Ein Nein gegenüber der Nato, so die Lesart des Ministeriums, wäre nicht möglich und möglicherweise sogar ein Bruch der Bündnispflichten gewesen. Gleichzeitig wurde versichert, dass die Deutschen in den Stäben in Italien keineswegs direktes "targeting", also die konkrete Auswahl von Zielen für Bomben, betrieben. Vielmehr würden die Deutschen Luftbilder strategisch auswerten und damit ein allgemeines Lagebild erstellen. Die letztliche Zielauswahl, versicherten mehrere Beamte und Offiziere, würde von den aktiven Kriegsnationen wie den USA, Frankreich oder Großbritannien übernommen. Die Darstellung ist glaubhaft, keine dieser Nationen würde sich eine so wichtige Aufgabe aus der Hand nehmen lassen.

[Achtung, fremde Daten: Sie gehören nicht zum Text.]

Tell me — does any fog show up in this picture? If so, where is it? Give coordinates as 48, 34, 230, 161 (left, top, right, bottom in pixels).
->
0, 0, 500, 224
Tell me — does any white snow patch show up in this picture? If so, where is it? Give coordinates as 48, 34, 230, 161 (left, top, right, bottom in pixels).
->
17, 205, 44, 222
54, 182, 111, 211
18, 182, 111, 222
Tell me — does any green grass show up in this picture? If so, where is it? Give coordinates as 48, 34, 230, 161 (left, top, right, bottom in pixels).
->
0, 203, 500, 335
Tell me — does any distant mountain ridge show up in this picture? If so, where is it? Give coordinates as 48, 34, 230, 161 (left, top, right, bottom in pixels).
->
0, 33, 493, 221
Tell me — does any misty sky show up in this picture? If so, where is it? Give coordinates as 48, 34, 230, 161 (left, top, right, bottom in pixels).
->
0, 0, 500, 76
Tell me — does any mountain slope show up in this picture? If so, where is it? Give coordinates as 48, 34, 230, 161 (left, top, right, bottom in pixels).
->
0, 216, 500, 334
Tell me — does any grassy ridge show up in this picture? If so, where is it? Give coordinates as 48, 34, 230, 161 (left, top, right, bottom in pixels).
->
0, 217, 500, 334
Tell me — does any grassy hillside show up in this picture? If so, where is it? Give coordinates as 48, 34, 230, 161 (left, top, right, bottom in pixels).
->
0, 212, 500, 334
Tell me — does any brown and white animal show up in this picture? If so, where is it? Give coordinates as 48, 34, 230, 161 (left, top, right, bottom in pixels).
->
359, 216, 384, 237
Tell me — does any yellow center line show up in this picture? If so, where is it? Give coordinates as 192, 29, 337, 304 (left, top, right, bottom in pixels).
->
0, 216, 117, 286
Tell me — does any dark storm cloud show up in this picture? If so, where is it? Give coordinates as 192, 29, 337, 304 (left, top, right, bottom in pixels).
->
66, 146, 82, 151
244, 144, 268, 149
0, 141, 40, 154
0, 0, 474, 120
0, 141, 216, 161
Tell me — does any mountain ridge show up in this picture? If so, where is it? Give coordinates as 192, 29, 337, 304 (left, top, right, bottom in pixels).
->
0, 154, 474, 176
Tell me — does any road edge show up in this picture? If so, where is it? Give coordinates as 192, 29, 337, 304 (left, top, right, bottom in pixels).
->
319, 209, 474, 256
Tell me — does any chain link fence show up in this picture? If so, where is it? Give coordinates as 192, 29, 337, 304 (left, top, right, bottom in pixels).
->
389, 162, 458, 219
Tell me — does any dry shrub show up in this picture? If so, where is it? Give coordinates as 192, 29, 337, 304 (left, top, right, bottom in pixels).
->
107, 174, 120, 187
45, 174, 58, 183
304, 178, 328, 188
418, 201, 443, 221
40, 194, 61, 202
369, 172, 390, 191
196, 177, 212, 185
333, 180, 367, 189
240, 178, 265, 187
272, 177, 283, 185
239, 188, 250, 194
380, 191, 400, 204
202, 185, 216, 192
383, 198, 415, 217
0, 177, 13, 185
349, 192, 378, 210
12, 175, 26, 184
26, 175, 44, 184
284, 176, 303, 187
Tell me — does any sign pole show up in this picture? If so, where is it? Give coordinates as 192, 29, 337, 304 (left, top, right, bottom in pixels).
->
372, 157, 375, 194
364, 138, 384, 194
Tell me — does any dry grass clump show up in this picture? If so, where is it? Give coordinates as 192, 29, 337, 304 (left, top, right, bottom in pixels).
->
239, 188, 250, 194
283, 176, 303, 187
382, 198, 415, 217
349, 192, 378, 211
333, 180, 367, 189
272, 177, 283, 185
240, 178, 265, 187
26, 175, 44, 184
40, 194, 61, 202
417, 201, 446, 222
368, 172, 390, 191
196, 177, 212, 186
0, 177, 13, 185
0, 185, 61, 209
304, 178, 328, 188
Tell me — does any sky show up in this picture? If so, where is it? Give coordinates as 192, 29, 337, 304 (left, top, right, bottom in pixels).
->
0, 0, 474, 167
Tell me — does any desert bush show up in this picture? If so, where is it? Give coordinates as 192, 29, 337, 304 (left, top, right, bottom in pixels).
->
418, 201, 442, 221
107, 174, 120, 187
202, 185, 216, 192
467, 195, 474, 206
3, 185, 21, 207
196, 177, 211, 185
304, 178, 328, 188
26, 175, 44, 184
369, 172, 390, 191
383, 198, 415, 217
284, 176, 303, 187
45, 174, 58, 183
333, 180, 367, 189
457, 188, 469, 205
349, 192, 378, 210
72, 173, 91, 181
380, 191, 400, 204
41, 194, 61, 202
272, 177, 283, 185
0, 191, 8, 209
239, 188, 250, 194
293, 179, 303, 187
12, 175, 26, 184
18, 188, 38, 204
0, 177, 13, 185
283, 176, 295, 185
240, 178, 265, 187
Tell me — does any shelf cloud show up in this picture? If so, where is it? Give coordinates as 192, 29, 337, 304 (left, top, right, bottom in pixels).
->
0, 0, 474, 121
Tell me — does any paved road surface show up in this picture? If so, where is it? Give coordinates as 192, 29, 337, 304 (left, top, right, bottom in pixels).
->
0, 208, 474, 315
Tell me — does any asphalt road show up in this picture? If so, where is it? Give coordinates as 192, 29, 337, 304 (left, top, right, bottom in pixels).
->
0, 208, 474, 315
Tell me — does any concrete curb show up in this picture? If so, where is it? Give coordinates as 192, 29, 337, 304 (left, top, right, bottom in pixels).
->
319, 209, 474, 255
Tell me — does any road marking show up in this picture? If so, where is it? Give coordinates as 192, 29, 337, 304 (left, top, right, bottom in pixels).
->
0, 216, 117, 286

Gleichwohl droht der Regierung durch die Details Ungemach. Ströbele denkt bereits über eine Verfassungsklage nach. Aus seiner Sicht hätte die Regierung den Bundestag vor einer solchen Mission nach einem Mandat befragen müssen. Die Beteiligung deutscher Soldaten an ständigen Stäben der Nato ist Routine und muss mit einem Bundestagsmandat wie etwa für den Auslandseinsatz in Afghanistan vom Parlament abgesegnet werden. Ströbele argumentiert nun, dass die Nato-Stäbe in Italien einzig für den Libyen-Krieg aufgestellt worden seien. "Für diese Soldaten hätten wir ein Mandat gebraucht", sagt Ströbele. Die Frage könne ein Fall für Karlsruhe sein.
Verteidigungsminister Thomas de Maizière (CDU) wies die Kritik von Ströbele harsch zurück - interessanterweise schon bevor diese verbreitet worden war. "Die Auffassung von Herrn Ströbele ist rechtsirrig", sagte er am Donnerstagabend auf die Nachfrage eines Fernsehreporters bei einem Festakt zum zehnjährigen Bestehen des Einsatzführungskommandos in Geltow bei Potsdam. Laut dem Minister sei die "Rechtsprechung eindeutig". Die Teilnahme der deutschen Soldaten in den Stäben sei nicht "mandatspflichtig". Die Konsequenz aus einem deutschen Alleingang ist für den Minister eindeutig: "Andernfalls müssten wir aus der Nato austreten".